To be an influential leader requires that you be genuine, authentic and real to make a positive impact on your teams.
A Partnership for Learning
The best way to champion feedback is approach it as partnership for learning.
- People who are well-coached about their performance are better positioned to make changes and take action toward a better future.
- Giving feedback is an important part of developing others and developing yourself as a leader and communicator.
- Being vulnerable to both giving and receiving feedback are the two of the most important skills you can learn, or improve, if you want to maximize your leadership and the success of your team.
4 Crucial Questions
As a leader giving feedback, ask yourself the following 4 questions to make feedback an integral part of your culture:
1) Am I ready to listen, ask questions, and accept that I may not fully understand the issue?
When you have a mindset that’s open and welcoming, you are approaching the communication of feedback from a positive more peaceful place.

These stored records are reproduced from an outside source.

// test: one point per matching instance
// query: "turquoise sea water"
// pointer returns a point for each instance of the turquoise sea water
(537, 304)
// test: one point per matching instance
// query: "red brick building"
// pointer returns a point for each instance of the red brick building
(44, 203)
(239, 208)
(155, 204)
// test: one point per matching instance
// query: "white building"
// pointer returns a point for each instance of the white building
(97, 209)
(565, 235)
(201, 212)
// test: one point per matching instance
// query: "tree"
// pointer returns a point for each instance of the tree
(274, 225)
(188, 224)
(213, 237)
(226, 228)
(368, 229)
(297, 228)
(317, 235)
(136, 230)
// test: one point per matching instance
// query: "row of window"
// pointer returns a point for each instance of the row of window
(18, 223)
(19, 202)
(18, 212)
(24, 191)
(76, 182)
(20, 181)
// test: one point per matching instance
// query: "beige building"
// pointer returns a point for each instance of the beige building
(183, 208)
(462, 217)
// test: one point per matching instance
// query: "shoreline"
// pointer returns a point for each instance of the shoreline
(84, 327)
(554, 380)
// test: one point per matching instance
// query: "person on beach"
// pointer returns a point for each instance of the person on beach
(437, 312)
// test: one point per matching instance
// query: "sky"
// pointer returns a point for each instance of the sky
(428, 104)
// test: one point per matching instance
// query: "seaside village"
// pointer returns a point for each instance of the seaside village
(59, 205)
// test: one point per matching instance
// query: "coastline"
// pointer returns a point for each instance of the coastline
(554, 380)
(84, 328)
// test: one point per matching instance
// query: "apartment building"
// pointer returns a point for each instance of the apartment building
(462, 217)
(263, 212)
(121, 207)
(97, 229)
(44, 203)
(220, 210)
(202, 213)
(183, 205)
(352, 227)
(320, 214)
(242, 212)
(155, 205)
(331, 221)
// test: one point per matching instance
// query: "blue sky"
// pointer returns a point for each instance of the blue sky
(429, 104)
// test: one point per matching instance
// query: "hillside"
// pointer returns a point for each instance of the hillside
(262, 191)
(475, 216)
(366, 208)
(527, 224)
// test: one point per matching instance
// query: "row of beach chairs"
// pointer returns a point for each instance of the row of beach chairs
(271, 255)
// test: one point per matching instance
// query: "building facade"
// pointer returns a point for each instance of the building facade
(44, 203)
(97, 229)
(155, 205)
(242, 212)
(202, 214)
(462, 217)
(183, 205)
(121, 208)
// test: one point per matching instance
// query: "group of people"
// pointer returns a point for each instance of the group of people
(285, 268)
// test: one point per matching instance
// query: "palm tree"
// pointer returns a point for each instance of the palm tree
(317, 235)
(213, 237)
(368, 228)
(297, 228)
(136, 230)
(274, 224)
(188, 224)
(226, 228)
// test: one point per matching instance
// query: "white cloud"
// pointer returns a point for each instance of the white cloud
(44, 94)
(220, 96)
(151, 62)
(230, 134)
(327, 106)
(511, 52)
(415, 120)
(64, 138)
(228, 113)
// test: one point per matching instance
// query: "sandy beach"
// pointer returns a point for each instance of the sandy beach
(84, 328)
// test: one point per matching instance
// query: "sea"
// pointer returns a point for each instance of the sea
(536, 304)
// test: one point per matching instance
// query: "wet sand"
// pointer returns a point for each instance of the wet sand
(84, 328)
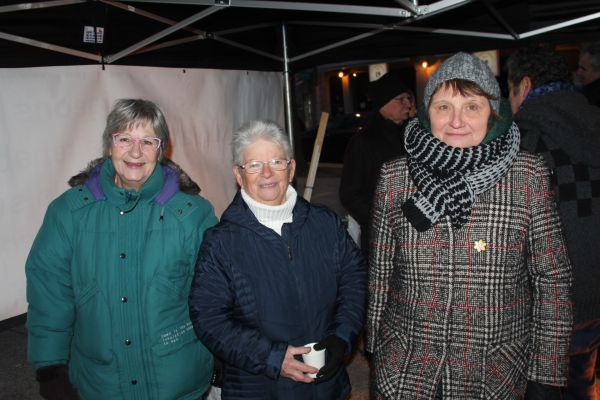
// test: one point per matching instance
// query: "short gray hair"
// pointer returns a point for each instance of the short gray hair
(594, 52)
(127, 114)
(252, 131)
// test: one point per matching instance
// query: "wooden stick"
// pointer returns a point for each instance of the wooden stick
(314, 161)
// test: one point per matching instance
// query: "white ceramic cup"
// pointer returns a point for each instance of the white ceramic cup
(314, 358)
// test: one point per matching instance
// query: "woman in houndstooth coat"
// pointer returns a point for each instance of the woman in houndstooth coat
(469, 273)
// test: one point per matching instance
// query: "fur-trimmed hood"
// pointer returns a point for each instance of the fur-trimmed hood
(186, 184)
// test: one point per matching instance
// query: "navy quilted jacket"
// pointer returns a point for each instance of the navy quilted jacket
(256, 292)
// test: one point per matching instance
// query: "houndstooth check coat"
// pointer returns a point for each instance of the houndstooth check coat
(483, 308)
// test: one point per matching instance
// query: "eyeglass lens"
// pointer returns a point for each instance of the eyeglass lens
(253, 167)
(126, 141)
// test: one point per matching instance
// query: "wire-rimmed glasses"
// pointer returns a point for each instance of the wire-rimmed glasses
(255, 166)
(403, 99)
(125, 141)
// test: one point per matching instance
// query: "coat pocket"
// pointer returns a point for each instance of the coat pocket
(92, 334)
(506, 371)
(391, 349)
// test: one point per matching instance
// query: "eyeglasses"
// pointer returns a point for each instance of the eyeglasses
(403, 99)
(125, 141)
(254, 166)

You are willing to be wrong or admit mistakes in the dialogue of feedback within your team. You are willing to say, “Help me understand better.”
2) Am I willing to acknowledge what you do well instead of picking apart your mistakes?
This is something all leaders need to pay attention to. Are we strictly focusing on what needs to be corrected or are we looking at the glass half-full to help the recipient understand they have good things in them as well?
Everyone has the ability to contribute and make a difference but leaders have to share the observations and thoughts to appreciate also what is going well.
3) Am I willing to hold you accountable without blaming you by placing the problem in front of us and not between us?
It takes courage and a strong relationship to move from blame to working together as a cohesive unit to tackle the issues of the day. Leaders need other people as part of their leadership journey as no one can be successful alone.
By blaming others, we create a culture of conflict and isolation.
Everyone seeks to win on their own terms. When we are facing a challenge in our organization, we need to face it together to maximize our strengths.
4) Is the feedback leading to our growth and opportunity?
As leaders, we need to keep in mind the long term objective of how feedback improves relationships and creates growth in our organization. Feedback is more than just an annual conversation between you and your team members.
Feedback: An On Going Dialogue
It should really be an on-going dialogue and an opportunity to nurture everyone on the team. Feedback sessions can be small opportunities for development and exploring more of the talent existing in our organization.
Setting the team up for success for growth and learning should be the leader’s foremost responsibilities.